The problem is that this is all wrong. The answer is supposed to be $u = v/7$ and $\omega = \frac{6v}{7l}$. I am unsure about where my solution goes wrong. Is the assumption of energyconservation faulty? Is MoI conserved about the axel? But how can MoI be conserved about some points but not others?

Thank you for any help! :)

 

[kuruman]

Because and external force acts on the system, angular momentum is not conserved either (or is it?

Angular momentum is conserved in a given direction if no external torques act in that direction. Here you can pretend that it is conserved instantaneously while the collision takes place.

 

[Alettix]

Angular momentum is conserved in a given direction if no external torques act in that direction. Here you can pretend that it is conserved instantaneously while the collision takes place.

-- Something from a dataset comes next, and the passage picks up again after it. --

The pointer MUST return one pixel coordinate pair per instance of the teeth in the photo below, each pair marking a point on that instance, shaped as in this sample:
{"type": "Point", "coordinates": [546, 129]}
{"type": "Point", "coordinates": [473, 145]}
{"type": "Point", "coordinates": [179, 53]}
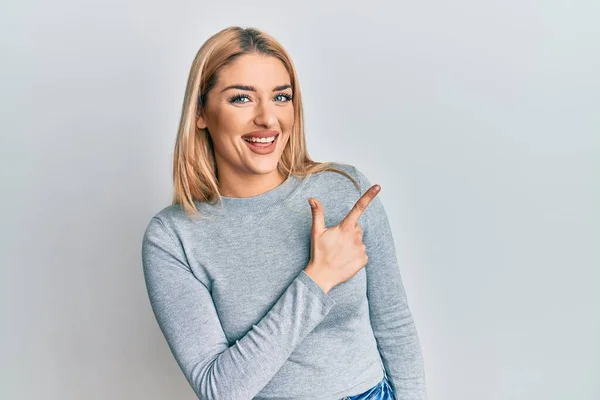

Can I pretend it is or is it conserved? Is it conserved about all points or just the axel where the external torque is zero?

 

[kuruman]

The external torque on the falling mass due to gravity is not zero about the axle. It is mgl. However, you can pretend that the collision happens so fast that the angular momentum of the ball just before the collision is equal to the angular momentum of ball plus windmill just after the collision. You are interested in angular momentum about the axle because in $I \omega$ the moment of inertia $I$ is about the axle, not some other point.

 

[PeroK]

When the ball collides with the windmill it acts with an impulse, giving it an angular momentum:
Lw=lΔp=lm(u−v) L_w = l \Delta p = l m (u-v) (where uu is a negative quantity and hence the windmill will rotate downwards). This leads to:
ω=3(u−v)4l

This is correct.

If we now assume that the energy is conserved (elastic = totally elastic?):
mv22=mu22+Iω22

And this. So, perhaps it's just your algebra at fault.

PS That said, you shouldn't need to solve a quadratic, as:

$v^2 - u^2 = (v-u)(v+u)$

 

[PeroK]

PS Gravity is not relevant to the collision here, as these problems tacitly assume an instantaneous collision. Although, IMHO, they should always say so explicitly.

 

[Alettix]

This is correct.And this. So, perhaps it's just your algebra at fault.

PS That said, you shouldn't need to solve a quadratic, as:

$v^2 - u^2 = (v-u)(v+u)$

Alrigth, I will check through my algebra!

 

[Alettix]

The external torque on the falling mass due to gravity is not zero about the axle. It is mgl. However, you can pretend that the collision happens so fast that the angular momentum of the ball just before the collision is equal to the angular momentum of ball plus windmill just after the collision. You are interested in angular momentum about the axle because in $I \omega$ the moment of inertia $I$ is about the axle, not some other point.

Oh, I understand thank you!
Just out of curiosity: if we disregard gravity completely and only care about the unknown force at the axel (say the windmill is laying horizontal on a table and a rolling ball hits it): would angular momentum be conserved about any point or just the axel where the torque from the external force is zero? The perpendicular axis theorem could be used to find the MoI of the windmill about any point.

 

[haruspex]

unknown force at the axel

Better is "unknown impulse". The force is variable during the brief impact, and anyway unknowable.

would angular momentum be conserved about any point or just the axel where the torque from the external force is zero?

What do you think? If there is an unknown external impulse and its line of action is not through the reference axis, would it alter the angular momentum about that axis?

 

[Alettix]

What do you think? If there is an unknown external impulse and its line of action is not through the reference axis, would it alter the angular momentum about that axis?

Yes it would. So angular momentum is assumed to be conserved about the axel only and I must have done a misstake in my algebra when calculating the velocity u.

 

[haruspex]

Yes it would. So angular momentum is assumed to be conserved about the axel only and I must have done a misstake in my algebra when calculating the velocity u.

Yes, the equations you posted do lead to the rfght answer (but with the sign of u reversed). If still stuck, please post your working.

 

[Alettix]

Yes, the equations you posted do lead to the rfght answer (but with the sign of u reversed). If still stuck, please post your working.

Fixed it, Thanks a lot for the help everybody!